One day [Katherine Way] came in and reported a difficulty. The equations gave no solution in the case of a sufficiently highly charged nucleus turning at a sufficiently great angular velocity. It was clear that one had to do in this case with a kind of instability. It took only 1939 and the discovery of [[Otto Hahn|[Otto] Hahn]] and [[Fritz Strassmann|[Fritz] Strassmann]] to recognize the nature of the instability: nuclear fission. Why did we not go to the analysis of the higher order terms in the deformation energy and predict fission in advance of its discovery? It was not any difficulty in mathematics. It was a difficulty in the model. It failed to give the right magnitudes and the right trends for nuclear magnetic moments.

== Manhattan Project ==

In 1942, Wheeler recruited Way to work on the Manhattan Project at the Metallurgical Laboratory in Chicago. Working with physicist Alvin Weinberg, Way analyzed neutron flux data from Enrico Fermi's early nuclear reactor designs to see whether it would be possible to create a self-sustaining nuclear chain reaction. These calculations were put to use in the construction of Chicago Pile-1. Afterwards, she examined the problem of nuclear poisoning of reactors by certain fission products. With physicist Eugene Wigner she developed the Way–Wigner formula for decay heat.

Way also visited the Hanford Site and the Los Alamos Laboratory. In mid-1945 she moved to Oak Ridge, Tennessee, where she continued her research into nuclear decay. While there, she began to specialize in the collection and organization of nuclear data.
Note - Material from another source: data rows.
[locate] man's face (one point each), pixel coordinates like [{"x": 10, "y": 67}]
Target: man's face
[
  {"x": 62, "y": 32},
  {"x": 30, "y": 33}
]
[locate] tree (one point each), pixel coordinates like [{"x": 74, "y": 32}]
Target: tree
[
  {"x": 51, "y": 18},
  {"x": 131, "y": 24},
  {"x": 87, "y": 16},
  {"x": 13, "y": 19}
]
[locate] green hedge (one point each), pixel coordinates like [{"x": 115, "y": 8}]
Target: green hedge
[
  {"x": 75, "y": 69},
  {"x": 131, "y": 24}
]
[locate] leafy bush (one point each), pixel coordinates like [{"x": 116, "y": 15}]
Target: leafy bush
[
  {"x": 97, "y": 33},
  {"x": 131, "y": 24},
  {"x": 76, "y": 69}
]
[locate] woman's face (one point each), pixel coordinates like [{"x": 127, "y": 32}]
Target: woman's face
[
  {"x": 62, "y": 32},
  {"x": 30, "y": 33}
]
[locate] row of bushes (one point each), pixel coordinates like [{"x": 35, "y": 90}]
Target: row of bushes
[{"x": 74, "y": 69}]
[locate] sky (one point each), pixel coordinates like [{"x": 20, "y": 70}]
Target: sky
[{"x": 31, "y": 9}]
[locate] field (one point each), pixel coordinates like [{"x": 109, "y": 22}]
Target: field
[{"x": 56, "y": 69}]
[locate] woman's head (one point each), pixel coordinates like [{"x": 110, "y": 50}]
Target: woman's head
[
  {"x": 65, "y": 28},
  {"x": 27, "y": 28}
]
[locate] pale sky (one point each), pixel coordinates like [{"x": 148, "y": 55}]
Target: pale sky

Despite contributing to the Manhattan Project, she questioned the morality of using the atomic bomb. She signed the Szilárd petition of 1945 and later co-edited the 1946 New York Times bestseller One World or None: a Report to the Public on the Full Meaning of the Atomic Bomb with Dexter Masters. The book included essays by Niels Bohr, Albert Einstein and Robert Oppenheimer, and sold over 100,000 copies. She also joined the Federation of Atomic Scientists, a group which was very concerned about the use of nuclear weapons for mass destruction and later became the Federation of American Scientists. Furthermore, her suggestions led William G. Pollard to establish of the Oak Ridge Institute of Nuclear Studies (now known as Oak Ridge Institute for Science and Education) in 1946 to develop peaceful applications for the nuclear science which came out of the Manhattan Project.

== Later life ==
Way moved to Washington, D.C., in 1949, where she went to work for the National Bureau of Standards. Four years later, she persuaded the National Academy of Sciences' National Research Council to establish the Nuclear Data Project (NDP), an organization with special responsibility for gathering and disseminating nuclear data, under her leadership. The NDP moved to the Oak Ridge National Laboratory in 1964, but Way remained its head until 1968. Beginning in 1964, the NDP published a journal, Nuclear Data Sheets, to disseminate the information that the NDP had gathered. This was joined the following year by a second journal, Atomic Data and Nuclear Data Tables. She also persuaded the editors of Nuclear Physics to add keywords to the subject headings of articles to facilitate cross-referencing.

Way left the NDP in 1968 to join the Triangle Universities Nuclear Laboratory, becoming an adjunct professor at Duke University in Durham, North Carolina. Meanwhile, she continued as editor of Nuclear Data Sheets until 1973, and Atomic Data and Nuclear Data Tables until 1982. In later life she became interested in the health problems of seniors, and lobbied for improved health care for them.

Way died at Chapel Hill, North Carolina, on December 9, 1995.